A high fruit and vegetable diet helps weight loss – vegetables and fruits are very rich in vitamins and minerals required for good healthy metabolism and therefore weight loss. They are also high in fibre, thereby adding bulk to food and filling you up as well as slowing down the release of sugar in the blood stream. Ensure that you eat six or seven portions of fruit and vegetables per day. For meals half your plate should consist of vegetables, except potatoes.
Good fats burn fat - Reduce intake of saturated fats found in meat, dairy products and eggs whilst increasing essential fats found in fish (especially oily fish, such as wild salmon, mackerel, tuna, herring) and seeds. Saturated fat should be reduced as it can only be burned for energy or stored as fat. Whereas essential fats are used in the brain and nerves, and can boost immunity, balance hormones and promote healthy skin.
Essential fats also help to stimulate metabolism and therefore burn fat. It is also known that the body has a feedback mechanism for fats and that fat sensors respond strongly to essential fats and weakly to saturated fats. If you eat the wrong kind of fat your body isn’t satisfied so you eat more. Eating the good fats helps diminish the craving for fatty foods. Frying should be avoided as it makes fats toxic - steaming, boiling, poaching, steam frying and baking are better.
Exercising in a cold climate burns more calories
Exercise for at least one hour every other day. This can help to burn fat and increase metabolism, as well as improve blood sugar control. If you exercise in the cold, such as jogging in limited clothing during the winter months, you may increase your metabolic rate and burn more calories. Exercising in the cold causes the body to create more “brown fat” which consumes more energy aiding weight loss.
Other factors relating to weight gain
Other factors, such as thyroid insufficiency, digestive problems, allergies, food intolerances, adrenal stress, nutrient deficiencies and toxicity can also contribute to weight gain. These factors can be tested as part of a full nutritional assessment.
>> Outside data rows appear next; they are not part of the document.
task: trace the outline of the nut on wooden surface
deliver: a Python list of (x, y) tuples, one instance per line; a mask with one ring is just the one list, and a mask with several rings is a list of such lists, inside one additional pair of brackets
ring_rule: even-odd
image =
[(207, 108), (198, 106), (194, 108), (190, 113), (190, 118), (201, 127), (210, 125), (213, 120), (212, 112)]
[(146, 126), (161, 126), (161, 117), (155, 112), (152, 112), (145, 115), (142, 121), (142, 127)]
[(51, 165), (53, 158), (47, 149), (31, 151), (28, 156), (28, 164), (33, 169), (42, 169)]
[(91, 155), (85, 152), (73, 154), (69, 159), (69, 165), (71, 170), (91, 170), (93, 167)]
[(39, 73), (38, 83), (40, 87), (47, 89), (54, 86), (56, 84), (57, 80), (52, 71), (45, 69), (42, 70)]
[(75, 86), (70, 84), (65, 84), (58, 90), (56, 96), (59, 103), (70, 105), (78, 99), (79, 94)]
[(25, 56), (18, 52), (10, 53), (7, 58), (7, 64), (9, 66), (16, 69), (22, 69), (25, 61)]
For more information and details of a full nutritional assessment see www.catherinebroome.com.
Breakfast – porridge with berries and apples
Snack – two oatcakes with humous
Lunch – lentil and vegetable soup with small piece of rye bread
Snack – 1 pear with a handful of nuts
Dinner – Stir fry vegetables (half plate) with fish and tablespoon of brown basmati rice
Drinks – herbal teas, diluted fruit juices, dandelion coffee.
Advice is for information only and should not replace medical care. Check with your doctor before changing your diet and undergoing an exercise regime.